一連の流れでわかったことは、スライムに攻撃はほとんど通らないということ、そして、無限スタンピング攻撃の二点だけ。攻略の糸口は特に見えなかった。
「もしかして、スタンプ中に下から攻撃すれば……いや、絶対即死するよな……」
回避しながらそんなことも考えてはいたが、死ぬリスクしかない。他に作戦が思いつかなかった時用の切り札として残しておこう。
「んー」
俺は、四十秒ほど頭をフル回転させた結果、とある作戦を思いついた。
題して「寝てる間にグサグサ作戦」である。ダサいのは許して欲しい。それしか思いつかなかったんだ。
スライムは俺の声に反応を示さなかった。つまり、起こしてしまった原因は、スキルを使った高火力の衝撃である。

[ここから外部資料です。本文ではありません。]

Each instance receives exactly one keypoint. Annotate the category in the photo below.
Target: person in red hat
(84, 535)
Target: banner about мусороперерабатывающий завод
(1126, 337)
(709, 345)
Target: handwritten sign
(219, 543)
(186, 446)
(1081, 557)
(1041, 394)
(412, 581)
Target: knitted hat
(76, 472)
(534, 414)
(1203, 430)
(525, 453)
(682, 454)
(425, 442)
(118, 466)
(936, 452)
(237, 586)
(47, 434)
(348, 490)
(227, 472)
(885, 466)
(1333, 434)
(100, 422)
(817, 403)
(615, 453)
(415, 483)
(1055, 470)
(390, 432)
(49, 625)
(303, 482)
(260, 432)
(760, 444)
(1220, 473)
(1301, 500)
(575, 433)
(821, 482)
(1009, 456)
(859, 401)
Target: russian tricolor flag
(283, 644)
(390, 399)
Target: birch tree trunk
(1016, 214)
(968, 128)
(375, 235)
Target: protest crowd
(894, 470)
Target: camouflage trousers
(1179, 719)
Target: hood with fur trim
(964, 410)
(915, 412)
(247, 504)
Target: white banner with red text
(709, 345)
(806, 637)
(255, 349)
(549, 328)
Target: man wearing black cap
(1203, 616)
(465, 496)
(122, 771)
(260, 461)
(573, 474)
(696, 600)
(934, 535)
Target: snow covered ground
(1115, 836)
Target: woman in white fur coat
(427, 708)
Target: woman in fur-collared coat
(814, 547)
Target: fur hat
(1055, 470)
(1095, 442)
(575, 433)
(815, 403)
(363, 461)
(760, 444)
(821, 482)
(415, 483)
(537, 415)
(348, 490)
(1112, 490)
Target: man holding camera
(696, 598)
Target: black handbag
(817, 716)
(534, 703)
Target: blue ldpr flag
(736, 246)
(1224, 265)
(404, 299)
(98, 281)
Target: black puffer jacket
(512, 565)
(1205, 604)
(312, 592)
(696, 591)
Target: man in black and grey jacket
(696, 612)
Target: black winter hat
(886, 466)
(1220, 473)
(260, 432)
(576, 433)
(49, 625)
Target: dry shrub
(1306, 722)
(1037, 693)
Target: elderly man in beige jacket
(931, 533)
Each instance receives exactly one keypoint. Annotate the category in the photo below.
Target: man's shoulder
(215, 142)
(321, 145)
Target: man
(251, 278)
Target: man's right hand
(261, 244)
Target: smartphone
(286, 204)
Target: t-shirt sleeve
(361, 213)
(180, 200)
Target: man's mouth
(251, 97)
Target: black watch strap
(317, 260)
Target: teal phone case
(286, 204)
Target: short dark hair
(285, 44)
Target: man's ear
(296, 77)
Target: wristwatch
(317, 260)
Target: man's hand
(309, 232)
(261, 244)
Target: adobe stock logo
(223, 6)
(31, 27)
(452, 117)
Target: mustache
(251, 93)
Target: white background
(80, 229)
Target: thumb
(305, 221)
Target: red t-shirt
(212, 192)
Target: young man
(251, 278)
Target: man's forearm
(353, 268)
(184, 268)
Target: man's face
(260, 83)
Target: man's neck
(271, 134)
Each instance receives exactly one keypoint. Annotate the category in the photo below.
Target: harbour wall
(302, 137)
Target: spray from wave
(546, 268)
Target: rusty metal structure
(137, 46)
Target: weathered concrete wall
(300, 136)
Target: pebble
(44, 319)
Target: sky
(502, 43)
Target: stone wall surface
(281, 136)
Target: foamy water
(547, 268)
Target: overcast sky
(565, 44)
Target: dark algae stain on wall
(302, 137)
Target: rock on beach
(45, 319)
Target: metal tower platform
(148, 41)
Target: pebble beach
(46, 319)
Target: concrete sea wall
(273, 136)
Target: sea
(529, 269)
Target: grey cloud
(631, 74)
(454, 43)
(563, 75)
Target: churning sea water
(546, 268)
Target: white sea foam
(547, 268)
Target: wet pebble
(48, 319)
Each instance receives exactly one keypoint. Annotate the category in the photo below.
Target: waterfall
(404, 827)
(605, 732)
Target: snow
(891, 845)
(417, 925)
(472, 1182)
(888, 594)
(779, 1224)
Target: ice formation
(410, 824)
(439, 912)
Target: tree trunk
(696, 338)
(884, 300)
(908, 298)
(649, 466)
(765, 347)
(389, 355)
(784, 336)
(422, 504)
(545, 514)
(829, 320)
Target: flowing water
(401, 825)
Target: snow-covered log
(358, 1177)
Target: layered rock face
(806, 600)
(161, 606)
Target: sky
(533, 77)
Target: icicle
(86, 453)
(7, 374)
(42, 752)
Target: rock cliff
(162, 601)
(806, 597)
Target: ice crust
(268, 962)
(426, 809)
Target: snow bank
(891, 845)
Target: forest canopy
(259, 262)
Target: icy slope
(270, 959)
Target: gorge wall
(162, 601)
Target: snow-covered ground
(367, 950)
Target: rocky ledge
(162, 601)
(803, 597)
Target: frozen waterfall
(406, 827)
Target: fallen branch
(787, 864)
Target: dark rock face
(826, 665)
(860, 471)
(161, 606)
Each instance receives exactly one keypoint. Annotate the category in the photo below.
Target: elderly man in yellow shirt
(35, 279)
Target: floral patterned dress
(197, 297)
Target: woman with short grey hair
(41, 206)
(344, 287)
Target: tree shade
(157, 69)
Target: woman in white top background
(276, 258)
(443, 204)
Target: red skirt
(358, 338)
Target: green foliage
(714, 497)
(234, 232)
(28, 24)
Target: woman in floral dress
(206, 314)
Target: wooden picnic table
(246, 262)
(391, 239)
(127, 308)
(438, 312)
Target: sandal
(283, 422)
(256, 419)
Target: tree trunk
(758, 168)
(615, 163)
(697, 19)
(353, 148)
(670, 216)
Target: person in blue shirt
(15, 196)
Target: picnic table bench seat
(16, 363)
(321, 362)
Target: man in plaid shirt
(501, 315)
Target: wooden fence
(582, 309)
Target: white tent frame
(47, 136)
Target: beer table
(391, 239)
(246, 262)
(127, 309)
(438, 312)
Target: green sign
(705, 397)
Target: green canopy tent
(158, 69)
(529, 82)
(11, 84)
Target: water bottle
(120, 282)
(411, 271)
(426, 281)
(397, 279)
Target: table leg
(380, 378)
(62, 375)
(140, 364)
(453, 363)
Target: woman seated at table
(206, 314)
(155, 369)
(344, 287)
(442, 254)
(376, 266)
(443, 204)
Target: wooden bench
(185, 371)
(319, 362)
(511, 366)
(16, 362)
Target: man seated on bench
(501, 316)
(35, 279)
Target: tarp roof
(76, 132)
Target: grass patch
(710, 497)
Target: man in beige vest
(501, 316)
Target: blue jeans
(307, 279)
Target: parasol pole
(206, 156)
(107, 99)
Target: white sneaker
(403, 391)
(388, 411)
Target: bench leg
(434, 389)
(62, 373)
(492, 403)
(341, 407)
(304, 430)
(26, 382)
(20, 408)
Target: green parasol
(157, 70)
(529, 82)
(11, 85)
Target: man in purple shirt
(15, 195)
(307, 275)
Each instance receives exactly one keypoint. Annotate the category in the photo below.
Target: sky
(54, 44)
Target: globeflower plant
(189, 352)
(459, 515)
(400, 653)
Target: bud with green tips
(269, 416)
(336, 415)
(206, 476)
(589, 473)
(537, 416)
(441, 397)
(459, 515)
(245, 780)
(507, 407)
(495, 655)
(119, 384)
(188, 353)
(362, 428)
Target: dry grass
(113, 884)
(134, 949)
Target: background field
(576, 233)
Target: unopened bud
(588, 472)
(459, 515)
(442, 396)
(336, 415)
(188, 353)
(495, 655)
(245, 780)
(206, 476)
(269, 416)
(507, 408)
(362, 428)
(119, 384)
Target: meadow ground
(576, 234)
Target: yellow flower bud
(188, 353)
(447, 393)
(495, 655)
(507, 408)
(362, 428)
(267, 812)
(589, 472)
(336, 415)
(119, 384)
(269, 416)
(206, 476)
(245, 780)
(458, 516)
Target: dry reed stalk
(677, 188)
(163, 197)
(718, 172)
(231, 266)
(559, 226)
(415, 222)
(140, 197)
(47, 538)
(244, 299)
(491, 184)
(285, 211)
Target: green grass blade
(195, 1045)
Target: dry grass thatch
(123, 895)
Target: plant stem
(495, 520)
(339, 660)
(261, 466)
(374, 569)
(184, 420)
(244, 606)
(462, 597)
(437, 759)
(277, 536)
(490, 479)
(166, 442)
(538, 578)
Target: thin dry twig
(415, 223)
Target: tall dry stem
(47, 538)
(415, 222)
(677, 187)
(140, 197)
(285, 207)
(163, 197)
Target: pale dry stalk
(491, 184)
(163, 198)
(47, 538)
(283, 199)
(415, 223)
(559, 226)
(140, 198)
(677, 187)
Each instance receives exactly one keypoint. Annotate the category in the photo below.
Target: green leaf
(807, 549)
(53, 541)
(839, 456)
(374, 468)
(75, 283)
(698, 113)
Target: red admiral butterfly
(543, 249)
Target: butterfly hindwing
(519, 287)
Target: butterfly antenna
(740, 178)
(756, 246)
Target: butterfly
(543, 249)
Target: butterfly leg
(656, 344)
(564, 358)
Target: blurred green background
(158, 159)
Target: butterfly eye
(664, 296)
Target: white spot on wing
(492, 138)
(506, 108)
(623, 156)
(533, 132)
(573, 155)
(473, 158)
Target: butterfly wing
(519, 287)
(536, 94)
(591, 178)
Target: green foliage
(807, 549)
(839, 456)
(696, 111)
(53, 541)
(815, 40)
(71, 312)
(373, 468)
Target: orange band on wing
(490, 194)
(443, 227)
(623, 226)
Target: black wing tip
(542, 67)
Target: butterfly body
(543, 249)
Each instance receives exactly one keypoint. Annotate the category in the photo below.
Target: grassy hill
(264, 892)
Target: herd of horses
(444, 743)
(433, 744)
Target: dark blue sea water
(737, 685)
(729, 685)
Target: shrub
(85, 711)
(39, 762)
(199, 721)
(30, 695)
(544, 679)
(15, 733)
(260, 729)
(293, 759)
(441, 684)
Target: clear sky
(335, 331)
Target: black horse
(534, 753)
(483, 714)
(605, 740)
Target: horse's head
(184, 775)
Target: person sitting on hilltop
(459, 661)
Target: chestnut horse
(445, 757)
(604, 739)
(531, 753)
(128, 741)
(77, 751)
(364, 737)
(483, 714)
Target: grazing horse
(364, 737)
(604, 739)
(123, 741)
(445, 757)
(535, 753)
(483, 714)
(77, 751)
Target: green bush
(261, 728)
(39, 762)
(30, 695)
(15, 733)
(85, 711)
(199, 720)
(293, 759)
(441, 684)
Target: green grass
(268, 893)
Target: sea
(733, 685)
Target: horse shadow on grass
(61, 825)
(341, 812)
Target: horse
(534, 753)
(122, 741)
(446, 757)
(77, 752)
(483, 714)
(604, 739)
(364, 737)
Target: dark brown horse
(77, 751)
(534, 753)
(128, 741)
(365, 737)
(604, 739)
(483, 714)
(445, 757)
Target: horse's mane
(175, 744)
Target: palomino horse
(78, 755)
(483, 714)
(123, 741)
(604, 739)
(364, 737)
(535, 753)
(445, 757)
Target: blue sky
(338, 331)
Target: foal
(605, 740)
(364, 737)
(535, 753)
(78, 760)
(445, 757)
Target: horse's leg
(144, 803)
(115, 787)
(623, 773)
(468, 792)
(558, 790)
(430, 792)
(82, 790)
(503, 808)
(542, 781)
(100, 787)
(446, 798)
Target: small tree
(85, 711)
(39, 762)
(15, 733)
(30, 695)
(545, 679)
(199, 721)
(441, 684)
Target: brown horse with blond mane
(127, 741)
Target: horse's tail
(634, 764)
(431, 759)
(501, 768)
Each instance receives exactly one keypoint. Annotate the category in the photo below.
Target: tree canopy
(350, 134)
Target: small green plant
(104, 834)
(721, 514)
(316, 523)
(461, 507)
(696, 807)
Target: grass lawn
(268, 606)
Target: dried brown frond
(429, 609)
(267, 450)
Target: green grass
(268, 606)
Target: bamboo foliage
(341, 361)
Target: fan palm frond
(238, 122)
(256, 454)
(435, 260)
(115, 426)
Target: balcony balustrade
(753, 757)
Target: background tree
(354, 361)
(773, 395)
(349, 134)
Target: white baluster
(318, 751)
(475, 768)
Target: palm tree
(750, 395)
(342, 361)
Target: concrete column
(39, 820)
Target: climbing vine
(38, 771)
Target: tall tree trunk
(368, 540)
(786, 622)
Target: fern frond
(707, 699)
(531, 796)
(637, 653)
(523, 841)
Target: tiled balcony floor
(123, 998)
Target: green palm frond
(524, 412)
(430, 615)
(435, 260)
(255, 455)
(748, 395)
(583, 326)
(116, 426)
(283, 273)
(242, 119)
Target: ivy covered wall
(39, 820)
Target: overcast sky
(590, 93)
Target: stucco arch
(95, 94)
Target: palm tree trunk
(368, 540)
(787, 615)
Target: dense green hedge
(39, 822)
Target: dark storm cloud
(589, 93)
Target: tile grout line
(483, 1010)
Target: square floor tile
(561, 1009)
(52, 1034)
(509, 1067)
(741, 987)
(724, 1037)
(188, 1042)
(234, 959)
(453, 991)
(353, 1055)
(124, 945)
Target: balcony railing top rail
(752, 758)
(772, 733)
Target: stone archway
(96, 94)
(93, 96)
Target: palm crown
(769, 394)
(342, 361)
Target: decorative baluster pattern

ということは、スキルを使わなければ、起こさずして攻撃し放題なのでは?という考え方から生まれたのがこの作戦である。
俺は、そろりそろりと忍び足で巨体に近づく。その間、スライムはいびきを立てながらぐっすりと寝ていた。
そして、巨体の目の前までたどり着くと、俺は刀を逆手に持ち、軽くグサッと刺した。
「……!」
硬くないのに加えて、ダメージを表す赤いエフェクトが出ている。HPも見違えるほど削れていた。
(マジでこれが正攻法なのかよ……)
本当にこれでいいのかと不安ではあったが、刺すこと計6回。堅牢堅固のスライムは、眠ったままポリゴンになり、姿を消した。
《フィールドボス【堅牢堅固のスライム】をクリアしました》
《ドロップアイテム:スライムジェル》
《報酬:5000G》
余談ですが、もう一方の道もフィールドボスに繋がっています。そのボスは「堅牢堅固のスライム」に使用されているシステムを反転したバージョンです。
スキルを使って殴るだけで超簡単に倒せるので、主人公のプレイスタイル的には右の道が当たりだったということになります。